The commit was tested successfully on two Windows, too, using two unit tests (one of the tests was an old one, documenting and handling the strange platform specific problem with the comment "FIXME". Now it was fixed that test, too:  https://gerrit.libreoffice.org/#/c/60865/5/sw/qa/extras/uiwriter/uiwriter.cxx), so I think, you don't need to test is, sorry for the automatic request. 

But if you want to confirm the fix, tomorrow you will be able to check it with the upcoming build of https://dev-builds.libreoffice.org/daily/master/Win-x86_64@42/current/ (the fix has been committed only in master (6.2) branch, yet – the libreoffice-6-1 back port is under testing, yet). Thanks, László
Comment 29 Julien Nabet 2018-09-22 16:25:42 UTC
(In reply to pcunger from comment #27)
> ...
> I'd be willing to test, but I wouldn't know which version to download... I
> just went to the daily builds site and found a dizzying array of options!
> I'm currently running 6.0.5.2 (x64) in Windows 7, so would I go in the
> "libreoffice-6-0" folder? Or "-6-1"? Or even "master"? And then which file
> would I choose: "Win-x86_64@62-TDF"? The number "@62" is higher than the
> other option "@42", but @42 is newer. And there's no indication what "TDF"
> means... Help?

If you talk about https://dev-builds.libreoffice.org/daily/, here are some explanation.
"master" means the dev current branch. Today and still for some time, the patches added in this branch will be for next major release 6.2.0

6.1 branch corresponds to versions 6.1.X
6.0 branch corresponds to versions 6.0.X

For the moment the patch has just been put in master so it will be only on a daily build of master branch (as the message says, you must wait 24-48hours that a daily build includes the patch). 

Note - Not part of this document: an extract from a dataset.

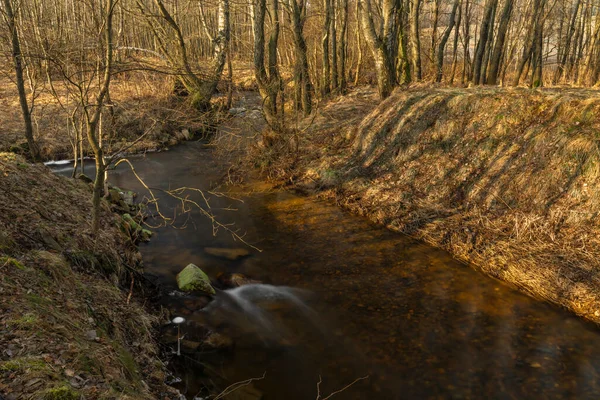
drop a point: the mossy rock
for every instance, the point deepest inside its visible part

The patch for 6.1 branch is waiting for review. If it's accepted, you'll be able to give a try to a 6.1 daily build included it by waiting by 24-48 hours. Also it'll be in release 6.1.3 I think since 6.1.2 is too near to be released.

See https://wiki.documentfoundation.org/ReleasePlan

About @62, @42, it just corresponds to some machine if I remember well.